Automate the low-tier verification and reinvest the savings. The point of automating routine checks isn’t cost reduction (though you’ll get that). It’s freeing up human attention for the verification tasks that actually require judgment. I’ve written about what this looks like architecturally in from periodic reviews to continuous governance.

Audit quarterly. Verification budgets drift. The model that was high-uncertainty six months ago might now have enough production data to move to a lower tier. The process that was low-stakes might have been promoted to customer-facing. Revisit your allocation on a regular cadence, not just when something fails.

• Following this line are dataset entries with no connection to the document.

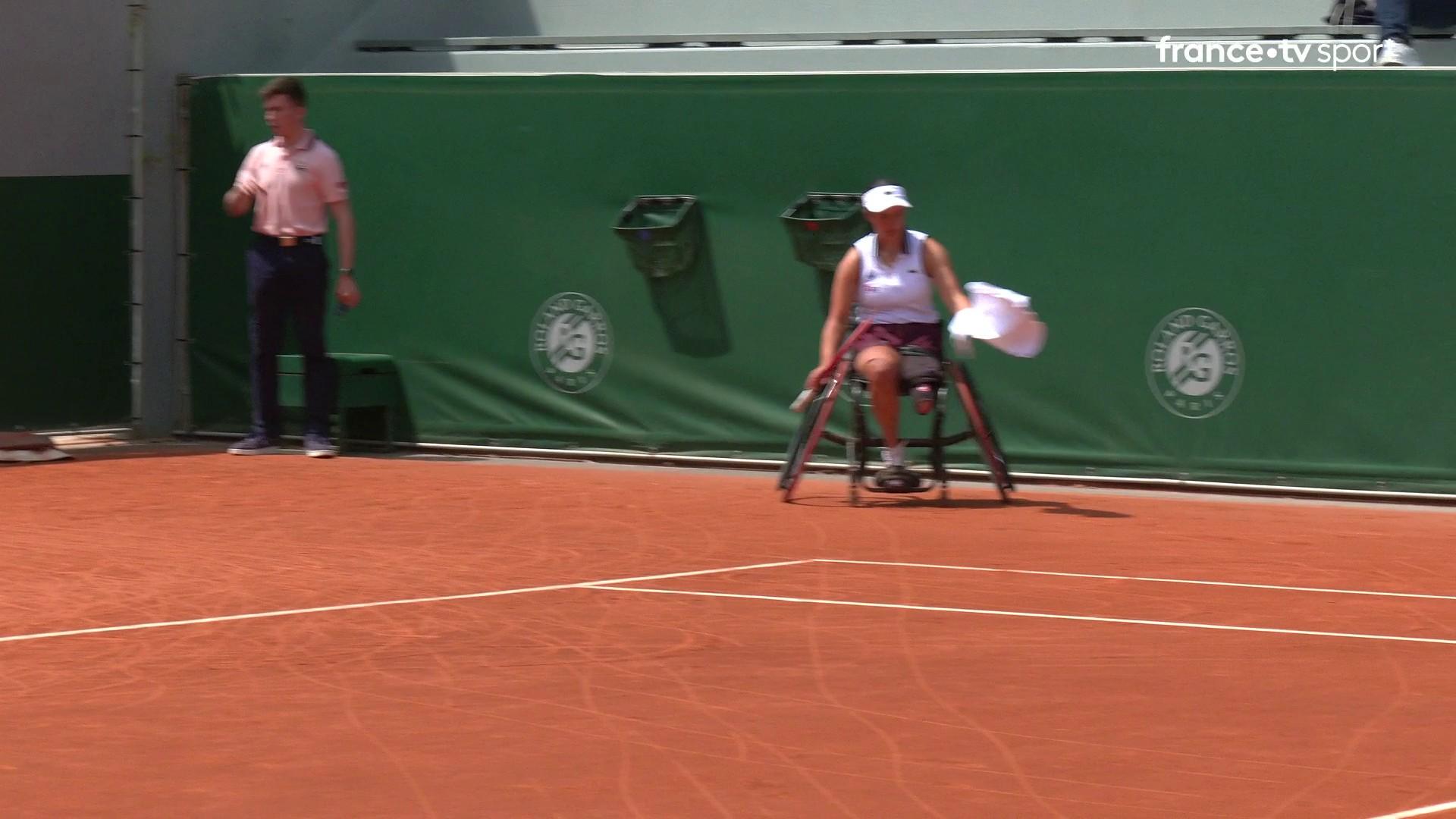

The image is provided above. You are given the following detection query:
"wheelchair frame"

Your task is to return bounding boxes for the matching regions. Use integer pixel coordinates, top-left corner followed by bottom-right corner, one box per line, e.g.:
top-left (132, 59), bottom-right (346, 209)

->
top-left (777, 339), bottom-right (1015, 506)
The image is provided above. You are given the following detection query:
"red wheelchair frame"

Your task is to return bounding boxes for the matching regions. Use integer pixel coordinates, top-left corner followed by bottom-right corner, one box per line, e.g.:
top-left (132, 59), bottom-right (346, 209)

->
top-left (777, 324), bottom-right (1015, 504)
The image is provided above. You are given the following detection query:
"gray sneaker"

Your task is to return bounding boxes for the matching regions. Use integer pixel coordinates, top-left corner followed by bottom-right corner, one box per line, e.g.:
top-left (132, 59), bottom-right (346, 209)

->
top-left (303, 433), bottom-right (339, 457)
top-left (1374, 38), bottom-right (1421, 65)
top-left (228, 436), bottom-right (278, 455)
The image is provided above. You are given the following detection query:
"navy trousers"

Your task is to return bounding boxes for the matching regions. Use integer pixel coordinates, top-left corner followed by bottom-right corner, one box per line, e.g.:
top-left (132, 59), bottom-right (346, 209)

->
top-left (247, 239), bottom-right (334, 438)
top-left (1374, 0), bottom-right (1456, 42)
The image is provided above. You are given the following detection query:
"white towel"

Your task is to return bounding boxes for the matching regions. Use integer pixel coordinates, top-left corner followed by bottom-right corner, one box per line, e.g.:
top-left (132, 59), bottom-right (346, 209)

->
top-left (949, 281), bottom-right (1046, 359)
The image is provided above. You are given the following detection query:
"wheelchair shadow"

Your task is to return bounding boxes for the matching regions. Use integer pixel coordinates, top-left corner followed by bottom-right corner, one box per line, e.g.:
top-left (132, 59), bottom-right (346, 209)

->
top-left (861, 494), bottom-right (1131, 517)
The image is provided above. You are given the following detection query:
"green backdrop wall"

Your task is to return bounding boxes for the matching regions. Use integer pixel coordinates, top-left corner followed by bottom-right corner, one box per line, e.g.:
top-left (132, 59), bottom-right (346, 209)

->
top-left (0, 177), bottom-right (131, 430)
top-left (190, 71), bottom-right (1456, 491)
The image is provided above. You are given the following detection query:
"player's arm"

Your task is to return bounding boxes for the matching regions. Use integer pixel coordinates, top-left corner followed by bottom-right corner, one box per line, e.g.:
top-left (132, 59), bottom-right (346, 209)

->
top-left (818, 248), bottom-right (859, 358)
top-left (924, 239), bottom-right (971, 313)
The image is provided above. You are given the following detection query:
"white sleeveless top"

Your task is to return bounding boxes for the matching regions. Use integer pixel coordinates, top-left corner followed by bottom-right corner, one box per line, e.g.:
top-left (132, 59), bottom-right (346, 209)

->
top-left (855, 231), bottom-right (940, 324)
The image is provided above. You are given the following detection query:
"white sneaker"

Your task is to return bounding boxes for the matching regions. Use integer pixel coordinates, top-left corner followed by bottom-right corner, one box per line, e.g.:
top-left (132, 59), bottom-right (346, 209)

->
top-left (1374, 39), bottom-right (1421, 65)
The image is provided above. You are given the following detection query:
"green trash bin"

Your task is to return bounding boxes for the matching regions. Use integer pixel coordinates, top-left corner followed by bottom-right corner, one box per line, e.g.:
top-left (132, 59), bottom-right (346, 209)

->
top-left (611, 196), bottom-right (703, 278)
top-left (782, 194), bottom-right (869, 272)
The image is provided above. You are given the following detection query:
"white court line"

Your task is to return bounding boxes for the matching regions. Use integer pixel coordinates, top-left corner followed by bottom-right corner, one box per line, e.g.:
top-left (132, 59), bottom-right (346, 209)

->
top-left (814, 558), bottom-right (1456, 601)
top-left (0, 560), bottom-right (808, 642)
top-left (592, 585), bottom-right (1456, 645)
top-left (1373, 802), bottom-right (1456, 819)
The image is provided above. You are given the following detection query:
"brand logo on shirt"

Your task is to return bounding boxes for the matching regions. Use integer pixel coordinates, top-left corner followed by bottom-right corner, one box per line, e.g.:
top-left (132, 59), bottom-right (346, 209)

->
top-left (1144, 307), bottom-right (1244, 419)
top-left (530, 293), bottom-right (611, 394)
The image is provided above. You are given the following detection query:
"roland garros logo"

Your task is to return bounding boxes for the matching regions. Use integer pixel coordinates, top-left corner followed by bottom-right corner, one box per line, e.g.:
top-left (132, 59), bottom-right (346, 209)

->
top-left (1147, 307), bottom-right (1244, 419)
top-left (532, 293), bottom-right (611, 392)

A note on where this one came from. A colleague, Richard Song, asked me recently how I decide what to write and how I get from a blank page to a draft. The honest answer is unglamorous. I record voice notes when I am driving, I keep scratch notes that are half formal and half nonsense, and I collate the fragments until an argument shows up. This post started as one of those fragments, after I watched Byron Cook talk about automated reasoning and realized the thing that wowed me in identity years ago had quietly become the answer to a question my evaluation work kept hitting. Kudos to Richard for the nudge. The best posts usually start as a question someone else asked you.

Verification is a budget. Spend it where the risk is, on the cheapest substrate that clears the bar. The trusted path should be the fastest and cheapest path when the risk does not justify the spend, and a proven one when it does.